Success Stories

Dunhill Men’s Fall 2026 Ready-to-Wear Runway, Fashion Show & Collection Review

A memorable New Yorker cartoon from the Barneys New York heydays depicted a saleswoman holding a sweater aloft and telling a nonplussed customer that it came in cement gray, charcoal gray, light gray — or gray.

For Dunhill’s fall collection, creative director Simon Holloway explored every gray under the rarely seen London sun — and other subdued shades — to handsome effect.

The collection was installed on Stockmans in the well-lit salons of Dunhill’s grand Milan headquarters — making it easier to discern the multitude of textural grays, along with verdigris, midnight blues, midnight browns and the odd pop of burgundy or Windsor blue.

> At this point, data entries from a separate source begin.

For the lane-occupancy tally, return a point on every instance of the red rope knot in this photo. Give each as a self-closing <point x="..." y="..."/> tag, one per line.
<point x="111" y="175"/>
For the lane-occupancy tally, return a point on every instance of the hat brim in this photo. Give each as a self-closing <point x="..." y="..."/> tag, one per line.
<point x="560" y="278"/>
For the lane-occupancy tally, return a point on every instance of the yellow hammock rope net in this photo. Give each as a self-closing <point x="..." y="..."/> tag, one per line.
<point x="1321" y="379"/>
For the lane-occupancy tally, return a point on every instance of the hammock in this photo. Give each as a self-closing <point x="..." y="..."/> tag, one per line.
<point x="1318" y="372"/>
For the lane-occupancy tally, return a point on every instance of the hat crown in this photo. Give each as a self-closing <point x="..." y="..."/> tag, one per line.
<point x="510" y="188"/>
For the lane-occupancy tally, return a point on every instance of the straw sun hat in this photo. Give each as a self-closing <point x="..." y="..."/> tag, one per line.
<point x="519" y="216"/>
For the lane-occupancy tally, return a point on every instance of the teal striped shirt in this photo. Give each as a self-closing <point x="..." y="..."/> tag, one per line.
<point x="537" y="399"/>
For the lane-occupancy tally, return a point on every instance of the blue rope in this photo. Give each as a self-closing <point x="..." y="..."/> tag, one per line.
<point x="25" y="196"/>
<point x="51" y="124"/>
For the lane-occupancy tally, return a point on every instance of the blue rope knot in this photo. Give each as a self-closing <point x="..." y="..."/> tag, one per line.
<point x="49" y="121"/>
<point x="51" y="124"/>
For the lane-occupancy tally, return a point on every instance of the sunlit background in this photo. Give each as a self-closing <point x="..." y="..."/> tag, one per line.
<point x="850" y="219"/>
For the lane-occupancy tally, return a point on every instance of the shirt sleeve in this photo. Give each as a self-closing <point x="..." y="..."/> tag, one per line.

It proved that a man doesn’t need much color, or just the suggestion of it, to make a fashion statement. To be sure, it takes a rare talent like Holloway to mix sharkskin, birds-eye and nailhead suiting fabrics with Prince of Wales checks and houndstooth motifs.

But the takeaway was that texture rules, including in trousers, with a choice of corduroy, flannel, fluid cavalry twill, suede or leather. And so do blazers, which Holloway exalted as a versatile piece to mix and match for day.

A blazer, he said, always “looks very chic and polished. But you know, it’s very adaptable. Somebody recently said it was the Swiss Army knife of the tailored wardrobe.”

Holloway often references stylish historical figures in his collections, here taking cues from late British photographer Anthony Armstrong-Jones, aka Lord Snowdon following his marriage to Princess Margaret in 1960, cueing up a zesty decade for British menswear.

The designer drew some direct lines to Dunhill’s archive, reprising its signature car coat in various lengths and textures — and to Armstrong-Jones, pictured on Holloway’s mood board wearing a suede field jacket to ride his motorcycle.

Holloway made a version of it, and it comes in gray.